Having Simple Passwords

A lot of the times employees use passwords that are very easy to guess. In fact, ‘123456’ and ‘123456789’ are the most popular choices. Furthermore, stats show that the majority of people use one of the 25 commonest passwords, which makes a hacker’s job quite easy.

A lot of the time, companies allow employees to create their own passwords when accessing web applications. In that case, it’s of the utmost important that management emphasizes the importance of strong passwords that contain a mixture of letters, numbers and symbols.

If your company depends on a lot of cloud applications, it might be worthwhile to conduct web application penetration testing. This will let you determine how easy it is to hack into things like shared databases.

Not Having a Healthy Amount of Scepticism

Having employees who are gullible can make your company quite vulnerable to phishing schemes and social engineering. These methods involve hackers posing as trusted sources and trying to elicit confidential information from employees or getting them to download viruses.

For example, a phishing email could appear to come from an IT person within the company, asking to confirm log-in credentials. Or the email could contain a link for a password reset which instead causes the employee’s computer to download and install a malicious program.
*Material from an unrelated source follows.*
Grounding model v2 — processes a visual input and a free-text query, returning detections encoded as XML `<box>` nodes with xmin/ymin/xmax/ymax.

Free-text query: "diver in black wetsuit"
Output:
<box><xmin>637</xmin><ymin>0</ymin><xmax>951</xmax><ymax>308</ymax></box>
The best way to reduce the amount of naivety is by holding routine cyber security education sessions.  During these sessions, employees should be made aware of the different phishing methods that hackers could employ. In addition, employees should be instructed on what kind of privacy practices can help reduce the risk of a data breach.

Both role-playing and ethical hacking sessions can truly give you a picture of how well-prepared your workers are. That latter is quite easy to arrange. When it comes to penetration testing Sydney offers many reliable agencies that’ll scan all of your defence systems and protocols and help you come up with effective strategies to minimize human error. 

Employees with bad habits are the biggest liability when it comes to cyber security. The most advanced cyber security software in the world isn’t going to protect your sensitive data if your employees aren’t careful when handling it.